Cost-effectiveness analyses are encouraging. A Markov model published in Value in Health in 2022 demonstrated that annual CRP and albumin screening in diabetic patients aged >50 years, with subsequent intensified preventive care for those screen-positive, reduced DFU incidence by 30% and amputations by 18%, with an incremental cost-effectiveness ratio well below $50,000 per quality-adjusted life-year gained. As POC devices become cheaper and more accurate, the economics will only improve.

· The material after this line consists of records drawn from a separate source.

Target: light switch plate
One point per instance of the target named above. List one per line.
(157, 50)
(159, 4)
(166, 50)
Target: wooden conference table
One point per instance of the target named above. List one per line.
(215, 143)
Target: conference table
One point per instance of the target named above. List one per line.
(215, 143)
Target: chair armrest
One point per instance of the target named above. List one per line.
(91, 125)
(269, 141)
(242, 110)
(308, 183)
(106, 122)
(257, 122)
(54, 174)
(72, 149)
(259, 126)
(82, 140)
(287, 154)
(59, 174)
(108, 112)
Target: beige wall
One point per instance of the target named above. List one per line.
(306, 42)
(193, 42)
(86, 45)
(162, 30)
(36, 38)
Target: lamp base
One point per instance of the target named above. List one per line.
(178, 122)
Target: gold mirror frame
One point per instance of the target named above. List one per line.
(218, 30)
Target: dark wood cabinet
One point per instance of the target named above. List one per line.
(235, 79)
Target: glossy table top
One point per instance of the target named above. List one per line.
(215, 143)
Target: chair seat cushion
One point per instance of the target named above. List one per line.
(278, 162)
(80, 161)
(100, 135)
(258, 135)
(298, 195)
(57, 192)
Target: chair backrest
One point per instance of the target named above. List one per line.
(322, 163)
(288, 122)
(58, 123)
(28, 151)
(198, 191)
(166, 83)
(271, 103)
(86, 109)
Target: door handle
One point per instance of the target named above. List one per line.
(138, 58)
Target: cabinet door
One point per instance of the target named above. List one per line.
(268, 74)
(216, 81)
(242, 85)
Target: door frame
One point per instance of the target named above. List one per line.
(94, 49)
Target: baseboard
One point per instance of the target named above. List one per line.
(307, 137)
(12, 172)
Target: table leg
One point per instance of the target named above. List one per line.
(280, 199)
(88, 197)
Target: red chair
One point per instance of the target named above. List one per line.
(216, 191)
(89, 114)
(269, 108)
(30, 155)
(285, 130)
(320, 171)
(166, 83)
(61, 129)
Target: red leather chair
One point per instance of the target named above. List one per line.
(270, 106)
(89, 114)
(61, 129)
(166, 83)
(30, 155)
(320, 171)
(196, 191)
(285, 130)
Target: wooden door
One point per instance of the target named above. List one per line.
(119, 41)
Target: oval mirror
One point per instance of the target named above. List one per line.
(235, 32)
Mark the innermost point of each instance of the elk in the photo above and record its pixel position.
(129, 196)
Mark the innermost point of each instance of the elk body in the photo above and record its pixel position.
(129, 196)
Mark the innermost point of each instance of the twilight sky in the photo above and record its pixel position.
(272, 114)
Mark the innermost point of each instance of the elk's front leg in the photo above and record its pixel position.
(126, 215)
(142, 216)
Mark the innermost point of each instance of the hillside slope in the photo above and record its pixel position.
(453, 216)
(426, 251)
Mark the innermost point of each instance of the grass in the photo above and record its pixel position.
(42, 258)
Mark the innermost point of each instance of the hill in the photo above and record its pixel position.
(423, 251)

Patient acceptance of blood-based risk assessment is generally high. Many diabetic patients are already accustomed to regular blood draws for HbA1c monitoring, and adding a few extra analytes does not meaningfully increase burden. However, implementation barriers remain: clinicians need clear guidelines on which biomarkers to measure, how to interpret results, and what actions to take. Professional societies are in the process of developing consensus recommendations; the International Working Group on the Diabetic Foot (IWGDF) is expected to issue a guidance document on biomarker use in its 2026 update.

Equally important is the challenge of ensuring equitable access. Biomarker testing, particularly multi-analyte panels, is currently more available in high-resource settings. Efforts to develop low-cost, rugged point-of-care technologies and to validate biomarkers in low- and middle-income countries must be prioritized, as these regions bear a disproportionate burden of diabetes and its complications. Community-based screening programs that pair biomarker testing with foot examinations could reduce health disparities.

Challenges and Limitations

Despite the promise, several obstacles must be overcome before serum biomarkers enter routine clinical use for DFU risk assessment. First, there is significant heterogeneity among studies in terms of biomarker selection, assay methods, cutoff values, and study design. Many biomarkers have only been validated in small, single-center cohorts, raising concerns about generalizability. Standardization of assays and reference ranges across laboratories is urgently needed. Second, most biomarker studies have been cross-sectional or retrospective, limiting the ability to establish temporal causality. Long-term prospective studies with serial sampling and rigorous outcome ascertainment are essential. Third, the additive value of biomarkers beyond traditional clinical risk factors must be quantified. A biomarker that adds only marginal predictive improvement may not justify the added cost. Fourth, the dynamic nature of biomarkers—fluctuating with intercurrent illness, medication changes, and lifestyle—poses challenges for one-time screening. Modeling biomarker trajectories rather than single time points may be necessary. Finally, the ethical and psychological consequences of labeling patients as “high-risk” must be considered. False positives could induce unnecessary anxiety and overtreatment, while false negatives might engender false reassurance. Clear communication of risk probabilities and patient-shared decision-making are paramount.

Conclusion

The identification of novel serum biomarkers for diabetic foot ulcer risk represents a paradigm shift in preventive diabetic care. By moving beyond clinical examination alone and tapping into the systemic molecular derangements that precede ulcer formation, clinicians can identify high-risk patients earlier, more accurately, and more consistently. C-reactive protein, interleukin-6, vascular endothelial growth factor, serum albumin, vitamin D, and emerging panels of inflammatory and metabolic markers are leading the charge. The road from research discovery to clinical implementation is long, but the urgency is undeniable: every day that a foot ulcer can be prevented spares a patient pain, disability, and the threat of amputation. With continued investment in validation studies, point-of-care technology, and clinical guidelines, serum biomarker testing is poised to become a standard component of the diabetic foot risk assessment—empowering patients and providers to act before the first sore appears.

For further reading, see the meta-analysis on CRP and DFU risk in the Journal of Diabetes Research, the American Diabetes Association’s Standards of Care for current recommendations on foot screening, and the International Working Group on the Diabetic Foot guidelines for comprehensive prevention strategies.